Spotted tree borer (Synaphaeta guexi). Photo by Hannah Hickli.

Dark jewel beetle (Dicerca tenebrosa) Photo by Hannah Hickli.

Sweaty, sunny, and tiring, midsummer is the peak of our restoration season. In the open Douglas fir forests where we slip down bone-dry hillsides carrying bags of Scotch broom, nesting birds make summer exciting. Nighthawks (Chordeiles minor) nest out in the open, and careful steps are taken under arbutus (Arbutus menziesii), where we have previously found a single splotched egg perched unceremoniously in the dirt. A particular stink emanates from the rock cliff below where we are working, revealing a just-abandoned raven nest, a small cave strewn with feathers where young ravens took their first steps. Ground-nesting birds such as dark-eyed juncos (Junco hyemalis) and white-crowned sparrows (Zonotrichia leucophrys) make their presence known, with parents jingling in our ears telling us when to move our broom heap off their rearing grounds.
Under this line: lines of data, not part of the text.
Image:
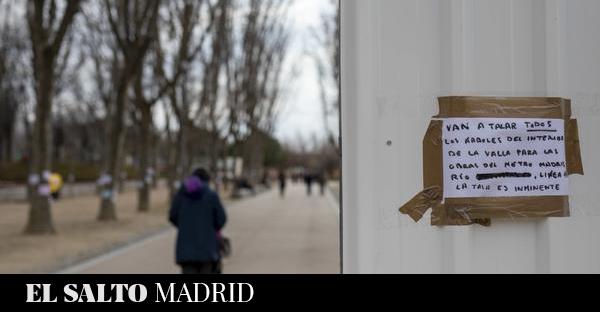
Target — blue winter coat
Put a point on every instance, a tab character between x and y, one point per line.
198	215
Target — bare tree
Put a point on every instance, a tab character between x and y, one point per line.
133	25
47	31
214	66
13	79
254	74
327	58
192	33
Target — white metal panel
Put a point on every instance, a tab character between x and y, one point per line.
397	58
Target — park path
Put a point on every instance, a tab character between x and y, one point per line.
270	235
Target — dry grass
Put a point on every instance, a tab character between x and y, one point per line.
79	235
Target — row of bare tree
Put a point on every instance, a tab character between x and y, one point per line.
214	65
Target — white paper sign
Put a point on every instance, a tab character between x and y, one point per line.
485	157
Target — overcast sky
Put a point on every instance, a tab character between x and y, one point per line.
302	113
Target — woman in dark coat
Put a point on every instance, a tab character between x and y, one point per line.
199	215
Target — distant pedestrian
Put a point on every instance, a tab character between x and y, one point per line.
308	180
282	182
322	180
199	215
We spy a small stick nest in a bedrock overhang with three perfect tic-tac eggs inside and leave the area. We keep scouting and spy a tiny thimble clover (Trifolium microdon) and small-headed clover (Trifolium microcephalon) pair, with their dainty pink-white cupcakes of flowers, also warning us away from an unideal bag drop area. The even more diminutive few-flowered clover (Trifolium oliganthum) appears. A Trifolium trifecta! All three of these little bundles of beauty don’t appear further north than Vancouver Island. We feel our good luck and move on.
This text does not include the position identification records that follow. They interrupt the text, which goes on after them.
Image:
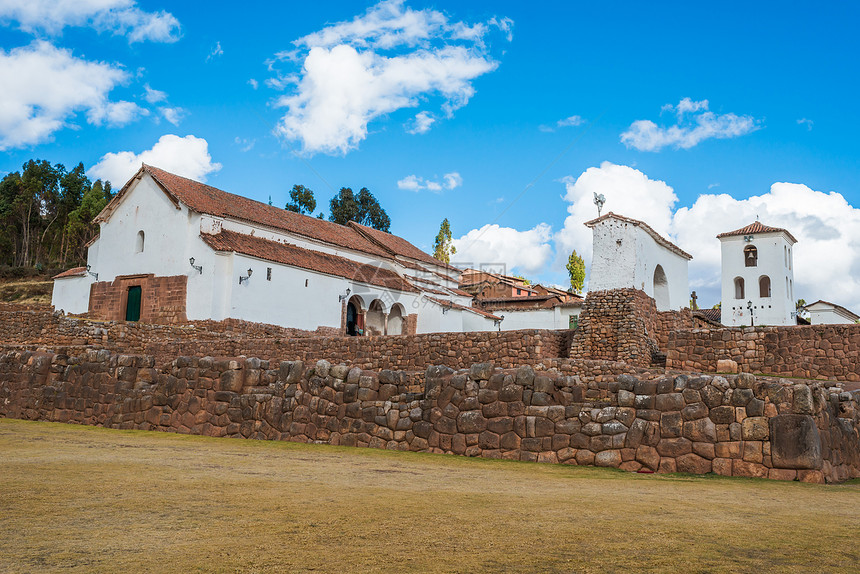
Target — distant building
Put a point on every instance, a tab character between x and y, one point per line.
826	313
628	253
757	276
A cloudy late summer day on a small island that sits offshore of Songhees homelands, where blackberry has been prickling our arms. The sun peaks out and begins heating up the salt-washed rocks and awakens intertidal jumping spiders. Perfectly camouflaged hairy pebbles of spiders start appearing from between rock crevices. They make the intertidal their playground, warming my heart as they launch themselves across distances I could barely fit my finger in. Geese that managed to escape the season’s culls stream along the shoreline. Canada geese are a difficult management responsibility on these islands, as the nutrients in their droppings can overload ecological areas and adversely affect sensitive plant communities. Egg addling and hunting are good ways to control populations, but every goose we see appears to have 12 scruffy goslings trailing behind them nonetheless.
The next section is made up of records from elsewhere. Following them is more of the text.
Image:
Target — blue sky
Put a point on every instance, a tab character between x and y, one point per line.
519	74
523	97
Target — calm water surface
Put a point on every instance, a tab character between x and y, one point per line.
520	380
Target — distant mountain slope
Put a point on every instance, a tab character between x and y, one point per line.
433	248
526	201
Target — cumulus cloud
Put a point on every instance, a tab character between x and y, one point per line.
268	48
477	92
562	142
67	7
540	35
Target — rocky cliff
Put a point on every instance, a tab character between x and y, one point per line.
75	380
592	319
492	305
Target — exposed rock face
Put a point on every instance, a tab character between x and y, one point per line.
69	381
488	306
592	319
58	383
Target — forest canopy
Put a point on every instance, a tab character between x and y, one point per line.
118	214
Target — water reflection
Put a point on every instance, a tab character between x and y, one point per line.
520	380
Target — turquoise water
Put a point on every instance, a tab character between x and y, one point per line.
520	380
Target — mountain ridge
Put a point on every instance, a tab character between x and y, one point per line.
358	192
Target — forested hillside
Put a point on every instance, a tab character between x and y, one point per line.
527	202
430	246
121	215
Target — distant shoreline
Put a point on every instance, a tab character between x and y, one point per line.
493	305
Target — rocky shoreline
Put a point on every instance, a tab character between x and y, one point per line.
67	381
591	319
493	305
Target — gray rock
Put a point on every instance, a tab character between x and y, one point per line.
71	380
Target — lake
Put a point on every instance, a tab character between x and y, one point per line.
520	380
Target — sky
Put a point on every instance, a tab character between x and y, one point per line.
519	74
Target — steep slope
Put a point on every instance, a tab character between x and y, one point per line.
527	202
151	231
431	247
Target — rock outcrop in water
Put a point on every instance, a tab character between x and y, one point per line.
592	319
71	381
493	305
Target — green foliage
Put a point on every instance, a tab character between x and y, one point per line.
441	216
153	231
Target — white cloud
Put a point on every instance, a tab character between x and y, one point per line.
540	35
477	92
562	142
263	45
On a mountain on Saltspring Island, late summer has brought us up to a wildflower buffet. Butterflies seem especially attracted to these higher elevation areas and as we ascend to the open grassland we find clouds of swallowtails, wood nymphs, skippers, and fritillaries. Deer are an ever-present companion, but late in the season they are renewed to us as the year’s fawns strut with confidence out from their hiding places.

Our work removing invasive species is part of a broader project to repair and conserve relationships to the land, be it plant, animal, or human relationships. The small part that we take up in this work makes us feel wealthy every day, as every good intention and impact we give to the land is fed back to us a hundred-fold; if we are lucky, in the form of an adorable new friend.